This assignment deals with a specific type of triangle called a Pedal Triangle. To define a pedal triangle, we begin with triangle ABC. We extend the segments AB, AC, and BC into lines in the plane. Then, for any point P in the plane, we take the perpendiculars from P to lines AB, AC, and BC. Each perpendicular will meet the triangle line at one point, which we'll call X, Y, and Z. The pedal triangle is formed from XYZ.

In the graphic below, triangle ABC appears in orange, with dashed extensions. Point P is the base point for the pedal triangle. The three perpendiculars are drawn in blue, meeting the sides at X, Y, and Z. The pedal triangle appears in gray.

[sample pedal triangle]

Earlier, Assignment 8 contained a pedal triangle. The orthic triangle is the pedal triangle through the orthocenter O. For an acute triangle, the orthic triangle is the inscribed triangle of minimum perimeter. Also, as the purple angles denote, there are special angle equality properties for an orthic triangle, which do not hold for general pedal triangles.

[orthic pedal triangle]

No matter where P lies in the plane, there is always a pedal triangle. Whenever P lies inside triangle ABC, at least part of the pedal triangle will also lie inside ABC. But when P lies outside, the entire pedal triangle might also be outside, as in this example.

[outside pedal triangle]

I created a GeoGebra applet that automatically creates the pedal triangle for A, B, C, and P. If you want to experiment, click through to the pedal.html page. I also created a Geometer's Sketchpad construction, called PedalTriangle.gsp in the Assignment 5 tool directory.

Simson's Line

If we play around with P, A, B, and C in the applet, we find various locations for triangles. Sometimes the pedal triangle is completely inside ABC; sometimes part of it is inside; sometimes it's completely outside. There's one case of special interest, though. Sometimes it looks like X, Y, and Z are co-linear, and the triangle becomes a degenerate line. Here's one example.

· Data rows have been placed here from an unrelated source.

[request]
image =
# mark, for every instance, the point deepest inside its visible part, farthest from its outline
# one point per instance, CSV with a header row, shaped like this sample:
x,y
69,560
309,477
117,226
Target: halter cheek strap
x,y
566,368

[degenerate pedal triangle]

Is this really true, that the triangle becomes degenerate? Yes, sometimes it does. When this occurs, the line is called the Simson line. Robert Simson was a Scottish professor in the 1700s, who published a translation of Euclid's Elements. However, he was not the first person to publish this result; it actually was his fellow Scot William Wallace in 1799.

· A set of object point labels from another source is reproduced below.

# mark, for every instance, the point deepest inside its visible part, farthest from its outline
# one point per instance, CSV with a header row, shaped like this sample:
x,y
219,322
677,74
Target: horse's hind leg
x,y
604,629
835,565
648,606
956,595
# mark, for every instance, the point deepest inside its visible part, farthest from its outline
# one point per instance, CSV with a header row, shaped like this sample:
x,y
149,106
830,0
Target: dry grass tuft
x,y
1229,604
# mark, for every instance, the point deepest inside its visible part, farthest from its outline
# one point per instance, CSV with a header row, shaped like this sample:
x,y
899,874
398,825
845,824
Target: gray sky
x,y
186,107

Let's have brave hearts and charge into this battle, demonstrating the pedal triangle becomes degenerate if and only if P lies on the circumcircle drawn around triangle ABC. To show this, we have to show that points Y, X, and Z are all on the same line. We begin by looking at quadrilateral PACB, four points on the circumcircle. It's a cyclic quadrilateral. (If P does not lie on the circumcircle, PABC is not a cyclic quadrilateral and this does not work.)
For a cyclic quadrilateral, Euclid's elements tell us that the sum of opposite angles is 180 degrees. Here, that means in degrees, angle ACB + angle APB = 180. Angle APB equals angle APY plus angle YPB, so we have angle ACB + angle APY + angle YPB = 180.

[first cyclic quadrilateral]

We also have another cyclic quadrilateral PZCY. In this quadrilateral, one pair of opposite angles are YCZ and YPZ. Angle YCZ + angle YPZ = 180. Since Y lies on AC, and Z lies on CB, angle YCZ equals angle ACB.

Using the equations, this means angle APB = angle YPZ. Since angle YPB is part of both APB and YPZ, we have shown the equivalence of two small angles, angle APY equalling angle BPZ. Those angles are shown in purple.

[two small angles]

Next, we use cyclic quadrilateral PXYA to show that angle APY equals angle AXY, because points P and X are both on the circle and they both subtend the same arc. We also need cyclic quadrilateral PXBZ (outlined in yellow) to show that angle ZPB equals angle ZXB. We now have four purple angles, all equal to each other.

[four small angles]

Most importantly, angles ZXB and YXA are equal. Since AB is a straight line segment, this can only occur if ZXB and YXA are vertical opposite angles, which means Y, X, and Z are all on the same line. This completes the proof, since collinearity is achieved if P is on the circumcircle with A, B, and C, while the proof does not work if P is not on the circumcircle.